# Playing BlackJack with epsilon-greedy policy MC

 First, let us import all the necessary libraries

In [29]:
import gym
import numpy as np
import random
from matplotlib import pyplot
import matplotlib.pyplot as plt
from mpl_toolkits.mplot3d import Axes3D
from collections import defaultdict
from functools import partial
import pandas as pd

%matplotlib inline
plt.style.use('ggplot')

 Simulate the Blackjack environment

In [30]:
env = gym.make('Blackjack-v1', render_mode='human')
#env = gym.make('Blackjack-v1')

Initialize the dictionary for storing the Q values:

In [31]:
Q = defaultdict(float)

Initialize the dictionary for storing the total return of the state-action pair:

In [32]:
total_return = defaultdict(float)

Initialize the dictionary for storing the count of the number of times a state-action pair is visited:

In [33]:
N = defaultdict(int)

Initialize the dictionary for storing the count of the number of times a state-action pair is visited:

In [34]:
def epsilon_greedy_policy(state, Q):
    epsilon = 0.5
    if random.uniform(0,1) < epsilon:
        return env.action_space.sample()
    else:
        return max(list(range(env.action_space.n)), key = lambda x: Q[(state,x)])

### Generating an episode

let's generate an episode using the epsilon-greedy policy. We define a function called generate_episode, which takes the Q value as an input and returns the episode.


First, let's set the number of time steps:

In [35]:
num_timesteps = 100

In [36]:
def generate_episode(Q):
    episode =[]
    state = env.reset()[0]
    for t in range(num_timesteps):
        action = epsilon_greedy_policy(state, Q)
        next_state, reward, terminated, truncated, info = env.step(action)
        episode.append((state,action, reward))
        if (terminated or truncated):
            break
        state = next_state
    return episode


Computing the optimal policy

 Let's learn how to compute the optimal policy. First, let's set the number of iterations, that is, the number of episodes, we want to generate:

In [37]:
num_iterations = 500000
for i in range(num_iterations):
    episode = generate_episode(Q)
    # get all state action pair in the episode
    all_state_action_pairs = [(s,a) for (s,a,r) in episode]
    # Store all the rewards obtained in the episode in the rewards list:
    rewards = [r for (s, a, r) in episode]
    for t, (state, action,_) in enumerate(episode):
        if not (state, action) in all_state_action_pairs[0:t]:
            R = sum(rewards[t:])
            total_return[(state,action)] = total_return[(state,action)] + R
            N[(state, action)] += 1
            Q[(state,action)] = total_return[(state, action)] /N[(state, action)]

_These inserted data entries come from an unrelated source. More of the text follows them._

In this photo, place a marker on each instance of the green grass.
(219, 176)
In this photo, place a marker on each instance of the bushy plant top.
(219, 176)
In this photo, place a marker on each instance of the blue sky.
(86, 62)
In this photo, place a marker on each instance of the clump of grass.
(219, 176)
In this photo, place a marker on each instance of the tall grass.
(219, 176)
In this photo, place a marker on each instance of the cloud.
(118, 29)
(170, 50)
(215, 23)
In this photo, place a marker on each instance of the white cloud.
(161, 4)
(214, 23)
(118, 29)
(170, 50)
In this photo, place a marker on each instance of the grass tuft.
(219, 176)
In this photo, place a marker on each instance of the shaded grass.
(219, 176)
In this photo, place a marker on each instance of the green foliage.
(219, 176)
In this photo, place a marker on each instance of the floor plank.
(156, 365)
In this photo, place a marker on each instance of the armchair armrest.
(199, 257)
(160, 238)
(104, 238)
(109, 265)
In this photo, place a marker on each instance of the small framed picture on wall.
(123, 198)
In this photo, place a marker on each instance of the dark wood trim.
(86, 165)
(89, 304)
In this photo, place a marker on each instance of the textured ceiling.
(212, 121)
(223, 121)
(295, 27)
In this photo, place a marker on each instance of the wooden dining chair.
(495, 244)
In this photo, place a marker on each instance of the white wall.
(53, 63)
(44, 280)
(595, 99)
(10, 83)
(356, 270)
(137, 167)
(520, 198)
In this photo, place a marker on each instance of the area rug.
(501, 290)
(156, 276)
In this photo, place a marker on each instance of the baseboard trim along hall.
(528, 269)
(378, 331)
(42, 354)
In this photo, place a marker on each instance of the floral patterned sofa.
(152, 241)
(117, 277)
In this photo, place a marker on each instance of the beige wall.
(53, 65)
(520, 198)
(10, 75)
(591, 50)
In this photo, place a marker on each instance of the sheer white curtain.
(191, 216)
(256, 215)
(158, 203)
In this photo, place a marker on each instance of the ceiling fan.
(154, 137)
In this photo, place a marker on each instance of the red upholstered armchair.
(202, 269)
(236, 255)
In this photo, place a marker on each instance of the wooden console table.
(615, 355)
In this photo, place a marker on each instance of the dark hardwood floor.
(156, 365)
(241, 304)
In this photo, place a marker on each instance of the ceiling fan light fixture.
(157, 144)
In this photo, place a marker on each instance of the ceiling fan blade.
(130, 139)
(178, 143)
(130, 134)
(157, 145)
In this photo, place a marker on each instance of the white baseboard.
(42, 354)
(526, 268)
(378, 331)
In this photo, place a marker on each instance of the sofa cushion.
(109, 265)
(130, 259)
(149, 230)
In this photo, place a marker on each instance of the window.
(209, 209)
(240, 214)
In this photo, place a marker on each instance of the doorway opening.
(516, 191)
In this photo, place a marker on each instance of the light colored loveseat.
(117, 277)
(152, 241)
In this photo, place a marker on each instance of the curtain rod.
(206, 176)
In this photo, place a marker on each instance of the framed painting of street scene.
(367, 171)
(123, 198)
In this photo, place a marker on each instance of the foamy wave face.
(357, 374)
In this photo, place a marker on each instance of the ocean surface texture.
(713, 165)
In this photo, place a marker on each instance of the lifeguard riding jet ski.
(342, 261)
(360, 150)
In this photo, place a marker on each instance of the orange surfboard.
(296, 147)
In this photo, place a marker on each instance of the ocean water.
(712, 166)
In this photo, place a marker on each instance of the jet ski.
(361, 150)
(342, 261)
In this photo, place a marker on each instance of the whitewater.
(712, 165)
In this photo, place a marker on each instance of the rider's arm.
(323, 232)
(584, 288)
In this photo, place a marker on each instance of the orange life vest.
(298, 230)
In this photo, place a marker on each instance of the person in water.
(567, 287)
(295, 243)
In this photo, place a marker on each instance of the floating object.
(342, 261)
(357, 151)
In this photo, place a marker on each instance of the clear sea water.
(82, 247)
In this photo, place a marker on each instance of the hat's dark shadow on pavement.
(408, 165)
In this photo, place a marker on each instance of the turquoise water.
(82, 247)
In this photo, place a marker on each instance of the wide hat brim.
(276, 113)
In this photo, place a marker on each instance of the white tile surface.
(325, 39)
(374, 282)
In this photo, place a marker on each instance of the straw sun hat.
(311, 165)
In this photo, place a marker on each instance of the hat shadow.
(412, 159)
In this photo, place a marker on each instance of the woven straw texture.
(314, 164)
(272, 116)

  if not isinstance(terminated, (bool, np.bool8)):


In [None]:
df = pd.DataFrame(Q.items(),columns=['state_action pair','value'])
df.head(11)


Unnamed: 0,state_action pair,value
0,"((13, 9, False), 1)",-0.488686
1,"((9, 9, False), 1)",-0.223282
2,"((13, 9, False), 0)",-0.584177
3,"((17, 6, False), 0)",-0.024023
4,"((17, 6, False), 1)",-0.585973
5,"((17, 1, False), 1)",-0.760643
6,"((18, 1, False), 0)",-0.357638
7,"((14, 10, False), 0)",-0.568738
8,"((14, 10, False), 1)",-0.610974
9,"((6, 10, False), 1)",-0.472445